You can see that different types of sequences share functions; that the functions do conceptually similar things; but that what exactly happens for each function- and sequence-type-combination may differ.

Also, note that vectors make it easy to add and remove items from the end of the list. Because of this, are ideal for storing the word while the stemmer processes it.

Mappings

A mapping is the same as a hash table in Perl or a dictionary in Python. Actually, just as Clojure has different types of sequences, it also has a couple of different types of mappings. Hash maps are the most common, and that is the one I’ll be referring to below.

Literals for hash maps use curly braces ({ and }), and they don’t require any punctuation between keys and values or between key/value pairs. You can include a comma, but that’s whitespace and is just ignored. Notice that when Clojure prints the mapping, it adds the commas, because they make it easier to read. We’ll use them too for that reason.

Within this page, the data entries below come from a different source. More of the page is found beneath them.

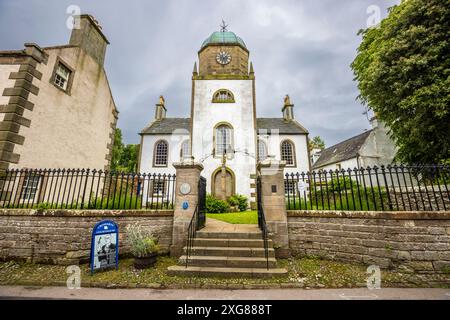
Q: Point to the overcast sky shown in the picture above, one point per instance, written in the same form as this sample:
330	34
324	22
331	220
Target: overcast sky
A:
300	48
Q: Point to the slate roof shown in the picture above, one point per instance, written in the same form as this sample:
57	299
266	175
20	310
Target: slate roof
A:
166	126
342	151
169	125
284	127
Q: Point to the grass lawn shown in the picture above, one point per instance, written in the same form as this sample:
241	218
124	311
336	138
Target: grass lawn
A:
246	217
307	272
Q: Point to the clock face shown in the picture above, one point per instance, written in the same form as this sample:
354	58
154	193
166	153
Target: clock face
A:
223	57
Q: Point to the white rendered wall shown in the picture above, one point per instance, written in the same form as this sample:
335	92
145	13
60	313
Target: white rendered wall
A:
239	115
68	131
5	82
273	143
346	164
148	145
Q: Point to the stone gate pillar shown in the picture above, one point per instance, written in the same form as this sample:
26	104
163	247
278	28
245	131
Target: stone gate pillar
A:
274	203
186	191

user=> {"a" 1 "the" 2 "but" 3}
{"a" 1, "but" 3, "the" 2}

hash-map also creates a mapping using a function.

user=> (hash-map "a" 1 "the" 2 "but" 3)
{"a" 1, "but" 3, "the" 2}

assoc associates a key with a value in the mapping.

user=> (assoc {"a" 1, "the" 2, "but" 3} "and" 4)
{"a" 1, "but" 3, "the" 2, "and" 4}

dissoc removes a key from the mapping.

user=> (dissoc {"a" 1, "the" 2, "but" 3} "but") 
{"a" 1, "the" 2}

count, like with sequences, returns how many key/value pairs are in the hash map.

user=> (count {"a" 1, "the" 2, "but" 3})       
3

For the next posting, I’ll introduce some more data types, and we’ll apply them to the stemmer.